Tuesday, December 18, 2018

Q&A with Lydia Kiesling


Lydia Kiesling is the author of the new novel The Golden State. She is the editor of The Millions, and her work has appeared in a variety of publications, including The New York Times Magazine and The Guardian. She lives in San Francisco.

Q: How did you come up with the idea for The Golden State and for your character Daphne?

A: I was very interested in describing the experience of being alone with a small child, and to try and narrate what that does to your thought processes. 

Daphne is not me, but I tried to imagine a person with more or less my temperament, in a much more straitened set of circumstances. Specially, someone who didn't have her child's father there, and someone with a support network of family or friends around.

Daphne is very much a lone wolf, as my editor put it, but even lone wolves sometimes need assistance when they are raising children.

Q: One of the themes the book deals with is immigration. Why did you choose that as a topic to include in the novel, and how do you feel your characters' situation resonates with recent headlines?

A: I had friends of friends who went through an immigration experience that was similar to the one in the book.

I was very struck, watching them move through our immigration system, by the combination of inefficiency and malevolence that characterized their experience. They had some bad luck, but in some ways the system seemed designed to maximize opportunities for bad luck.

The family in the novel is being separated in a much less violent way than the very literal separations that are occurring at our border right now. But it is still a separation--our policy is not built around keeping families together, and the policies have only become more aggressive and punitive.

Q: How was the novel's title chosen, and what does it signify for you?

A: Funnily enough, it's not my original title for the novel, but after a lot of discussion with my agent I came around to thinking of it as the most appropriate title for the book.

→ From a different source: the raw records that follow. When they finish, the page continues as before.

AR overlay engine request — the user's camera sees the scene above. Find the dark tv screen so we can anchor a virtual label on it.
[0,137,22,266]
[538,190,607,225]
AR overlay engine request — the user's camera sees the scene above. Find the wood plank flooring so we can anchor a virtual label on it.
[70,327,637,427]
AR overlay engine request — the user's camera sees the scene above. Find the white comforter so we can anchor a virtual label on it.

There's some irony built into it. I think that time spent with your child can be some of the best time you will have in life, full stop. But there is a lot of tedium and sometimes misery built into child-rearing, even in relatively comfortable circumstances. I know women who feel a lot of guilt that they aren't enjoying every minute with their kids.

In the same way, California is often positioned as a kind of paradise in American culture, a place you go to start over, but it has a lot of pain built into it, and a lot of very serious political divisions, in its history and today.

Q: Did you know how the novel would end before you started writing it, or did you make many changes along the way?

A: I didn't!  I wasn't sure what was going to happen until I was about halfway through, something that gave me great anxiety. 

Q: What are you working on now?

A: I'm working on another novel, one that's very different both in content and voice!  This one will have a lot more punctuation!